The Man From Elysian Fields (10/10)

 Copyright © 2003 by Tony Medley

 

Take Sunset Boulevard, and its huge mansion with the omnipresent swimming pool, substitute Director George Hickenlooper for Billy Wilder, Andy Garcia for William Holden, James Coburn for Gloria Swanson, Olivia Williams for Erich von Stroheim, and, viola, you’ve got the basis for the story of The Man From Elysian Fields, with Mick Jagger thrown in for good measure. 

 Luther Fox (Jagger) runs an escort service called Elysian Fields. Byron Tiller (Garcia), a struggling writer of fiction, meets Fox after being rejected by both his publisher and his former employer, at a time when he’s destitute and depressed.  He’s not producing an income to care for his beautiful and loving wife, Dena (Julianna Margulies) and their son.  Despite her unquestioning support for his income-less efforts to get published, Tiller enters into what rapidly turns into a Faustian-type deal with Fox, who fixes him up with the gorgeous Andrea Alcott (Williams). Andrea is married to terminally ill-world famous author Tobias Alcott (Coburn) and the game is afoot.
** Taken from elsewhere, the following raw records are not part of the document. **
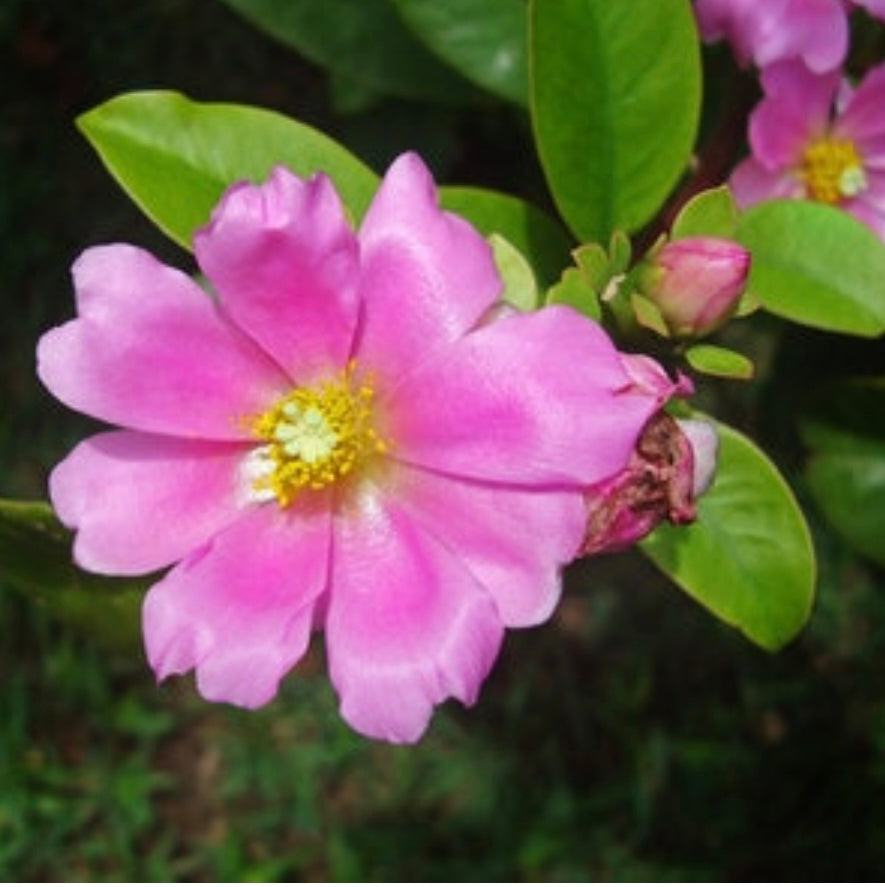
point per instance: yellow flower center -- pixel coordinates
(313, 438)
(832, 170)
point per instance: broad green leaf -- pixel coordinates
(543, 241)
(749, 557)
(175, 157)
(845, 435)
(35, 557)
(520, 286)
(816, 265)
(714, 360)
(615, 99)
(711, 213)
(486, 42)
(363, 39)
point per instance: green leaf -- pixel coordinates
(364, 40)
(748, 558)
(711, 213)
(714, 360)
(175, 157)
(486, 42)
(816, 265)
(35, 557)
(520, 286)
(615, 99)
(575, 290)
(532, 232)
(845, 434)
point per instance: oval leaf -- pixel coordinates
(485, 41)
(748, 557)
(35, 557)
(816, 265)
(532, 232)
(175, 157)
(615, 98)
(714, 360)
(711, 213)
(364, 40)
(520, 286)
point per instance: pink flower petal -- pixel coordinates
(539, 398)
(873, 7)
(283, 260)
(408, 625)
(139, 501)
(729, 20)
(815, 31)
(240, 609)
(514, 541)
(751, 184)
(427, 276)
(768, 31)
(149, 350)
(795, 111)
(863, 119)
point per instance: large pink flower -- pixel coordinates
(767, 31)
(814, 137)
(346, 437)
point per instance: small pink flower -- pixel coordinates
(696, 283)
(814, 137)
(768, 31)
(347, 438)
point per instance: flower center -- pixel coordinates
(832, 170)
(313, 437)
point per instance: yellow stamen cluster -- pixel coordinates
(314, 437)
(832, 170)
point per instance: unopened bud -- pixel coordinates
(696, 283)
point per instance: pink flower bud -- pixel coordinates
(671, 466)
(696, 283)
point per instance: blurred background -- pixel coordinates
(632, 738)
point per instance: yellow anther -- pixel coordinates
(832, 170)
(314, 437)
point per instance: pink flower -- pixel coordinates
(876, 8)
(696, 283)
(813, 137)
(348, 437)
(768, 31)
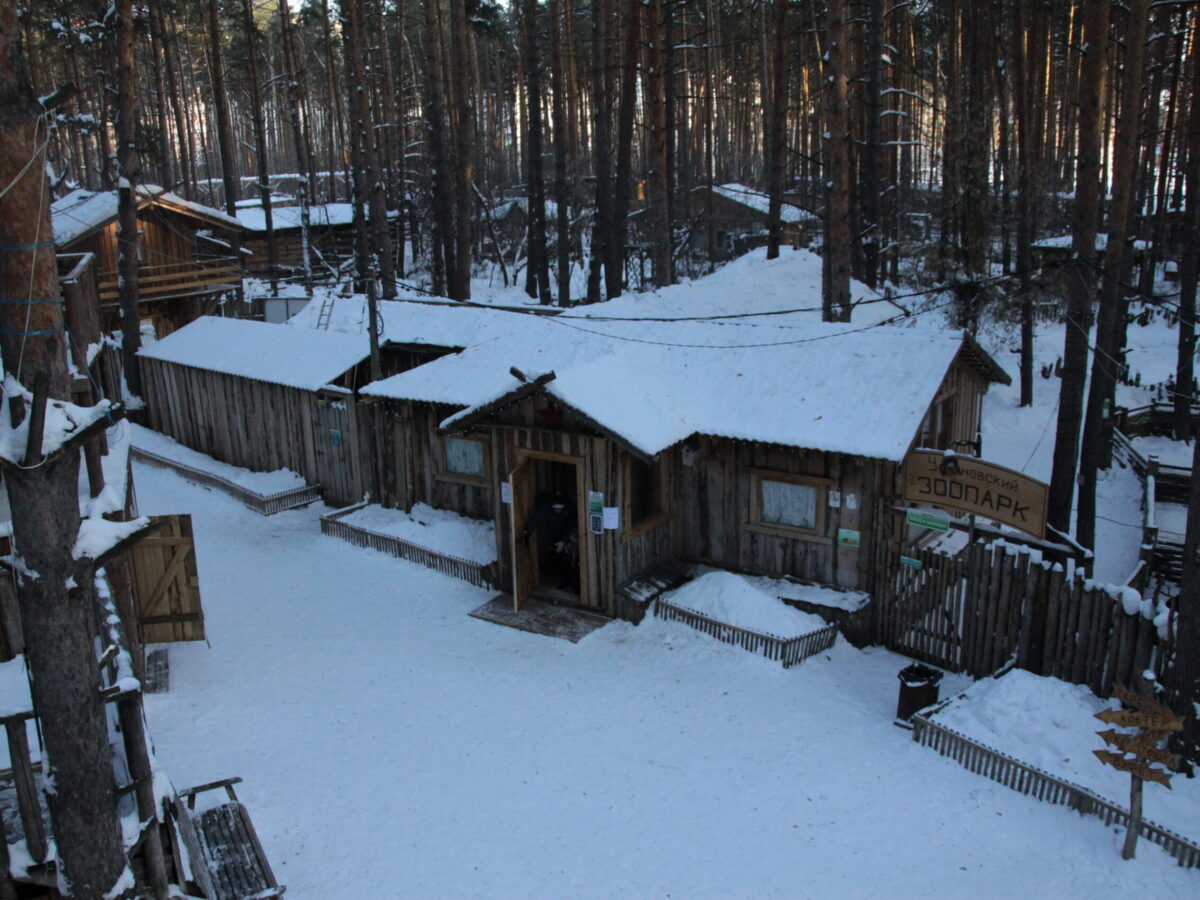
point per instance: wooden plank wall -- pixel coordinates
(244, 423)
(975, 611)
(713, 502)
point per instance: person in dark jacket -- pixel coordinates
(561, 520)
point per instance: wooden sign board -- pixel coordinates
(1134, 767)
(971, 485)
(1139, 745)
(1132, 719)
 Phillip Jayson Lasker’s script seamlessly shows how Tiller is slowly but easily lured into relationships with both the Alcotts, jeopardizing the love of his devoted and trusting wife.  Tiller proceeds despite his feelings of  guilt.  He thinks he’s got the world on a string, sublimating the personal and moral consequences of what he’s doing.  But, then, isn’t that how the devil wants his victims to think?

 Tiller stumbles his way deeper into a morass as the Alcotts lure him into what seems an irresistible venture. He never seems to ask the question, is this too good to be true?  Garcia captures the vulnerability and depression of a struggling writer perfectly.  All the actors are superb, but Jagger is brilliant. Luther Fox is a role against image (although Jagger started out as a middle class student at the London School of Economics, the world knows him as a wild, hard rocker).  Fox is a suave, debonair sophisticate apparently from the upper class, and apparently in control of everything. This impression crumbles as we learn about his relationship with Jennifer Adler (Angelica Huston), which isn’t what he assumes.

 Not as dark and gothic as Sunset Boulevard, and despite an ending that needed the touch of a Julius Epstein (Casablanca),  this is an enjoyable, stimulating movie by any measure.